Shortly after Valve Corporation filed its trademark for "DotA" to secure the franchising rights for DotA 2 and, DotA-Allstars, LLC, run by former contributors to the games's predecessor, Defense of the Ancients, filed an opposing trademark in August 2010. DotA All-Stars, LLC was sold to Blizzard Entertainment in 2011. After the opposition was overruled in Valve's favor, Blizzard filed an opposition against Valve in November 2011, citing their license agreement with developers, as well as their ownership of DotA-Allstars, LLC. Blizzard conceded their case in May 2012, however, giving Valve undisputed commercial rights to DotA, while Blizzard would rename their StarCraft II: Heart of the Swarm mod "Blizzard All-Stars" to Heroes of the Storm.
- Lost Vikings - Nobody knows this game anymore.
- Blackthorne - Nobody knows this game anymore.
- Rock & Roll Racing - Nobody knows this game anymore.
- Diablo and Diablo II - When grinding for items and throwing your life away was still cool.
- Diablo - Hellfire - Produced by Sierra. A rushed piece of shit addon that Blizzard attempts to hide from the public. Blizzard steals content from this shit expansion at the same rate people uninstalled Diablo 3. For evidence you don't have to look further than Diablo 3's monk. How to make Diablo - Hellfire playable.
- Diablo III - Blizzards' failed cash cow. Only played by talentless stoners.
- StarCraft - Blizzards old Korean cash cow. Considered dead now.
- StarCraft 2 - Blizzard's failed attempt at both eSports and creating an accessible game. Not even Koreans really like it.
- WarCraft I, II and III - These games are dead. The third one spawned the death of RTS games, by letting stupid modders create the A.S.S.F.A.G.G.O.T.S. genre.
- World of Warcraft - Blizzards' only real cash cow. A game that ruined more lives than any terrorist attack, EVER.

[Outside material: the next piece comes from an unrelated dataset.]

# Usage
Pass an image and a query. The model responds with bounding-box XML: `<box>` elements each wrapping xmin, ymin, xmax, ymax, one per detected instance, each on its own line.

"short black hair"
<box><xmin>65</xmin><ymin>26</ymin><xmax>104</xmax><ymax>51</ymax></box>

- Hearthstone - WarCraft spin-off cardgame for casual faggots. Purely made to milk the fuck out of your money reserves.
- Heroes Of The Storm - Started as a official A.S.S.F.A.G.G.O.T.S. minimod in StarCraft 2, called "Blizzard All-Stars". But then the jew management noticed that you could earn a shitload of money like League of Legends does, and transformed it into a full game. This crashed & burned, hard.
- Overwatch - Team Fortress 2 + Titanfall/Call of Duty:Black Ops 3 + Decent slut characters for fap material = This
- Lord of the Clans - Adventure game where you would play the young, soon-to-be Warchief Thrall. It was animated by the russian studios that created the Philips CD-I Zelda games. Too bad we never got to see that horror happen. Instead of this game we got a fucking awful book, written by some untalented bitch that couldn't think of a good story for shit. It included Thrall wanting to spill his semen all over some blonde human bimbo maiden with huge tits, before the bad guy chopped off her head.
- StarCraft: Ghost - And nothing of value was lost.
- Titan - Originally going to be World of Warcraft 2: Electric Boogaloo with a scifi theme, but halfway through development they decided to can the project and make it Overwatch.
- Real ID - Spying on your users is great.
- Battle.net Forums - Where Blizzdrones hide from the rest of the internet.